For the past year or so my husband has changed. Little background: I am the only one working. I work 3 12 hour shifts a week. He stays home with our child. He was his idea to quit his job when she was born. i am gone from work 6:30am-7:30-8pm.
Everyday I am at work I get texts from him complaining and critisizing me. This continues even when I get home. As soon as I step in our front door it starts. Things like "you left a sock on the bathroom floor" "where the F*** is her hairbrush" to why can;t you do anything right? Also most nights I come home at 8pm and he hasn't fed or bathe our child. Its her bedtime! So I have to scrabble to get her dinner made and give her a bath. Keep in mind I only work 3 days a week! He is also wanting me to pick up more hours. so when I do he complains that he has to do everything around the house.
I have brought this up that I feel he is belittling me and it hurts. He then turns it around about himself saying that is so rude and mean of me to say and will storm off. NOt sure where to go from here. I have suggested counceling but he says that is the step before divorce.
Re: Not sure what to do anymore...
Well, for one, I'd say that his being a SAHD isn't working out so well. If he can't handle 3 days of it, and then speaks to you like that? THEN he doesn't feed her at night? That would truly make me concerned about what he does during the day.
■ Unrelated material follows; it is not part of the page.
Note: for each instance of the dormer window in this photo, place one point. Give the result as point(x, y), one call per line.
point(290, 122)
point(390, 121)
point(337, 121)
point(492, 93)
This is NOT A HEALTHY ENVIRONMENT. HOnestly, talk to a lawyer. At a minimum, I'd be looking at separating WHILE you go to counseling. If he says no to counseling, well then.... that's on him. But really- the speaking to you like that (and in front of your DD???) is unacceptable and you need to get your DD away from it.
But your marriage isn't going to last w/ the path you're presently on.
I wish you luck. I hope you have a support network at least?
He's being even m ore childish than your kiddo!
You've got a few problems on your hands and I'm speaking from experience as a working mum with a stay at home husband/dad.
First off - if you are only working 3 days a week, but finances are tight. Why isn't he working part time as well, or you looking for something full time? It just seems a bit strange to have two parents home for 4 days a week but finances still tight.
Secondly - sometimes my husband won't have fed the kids by the time I get home (7:00) because we eat late and like to have dinner together, and I like to take part in the bedtime routine. So I come home at 7 and we cook dinner together or he has it ready (or nearly ready) and then we can eat as a family. Any chance that was his intention?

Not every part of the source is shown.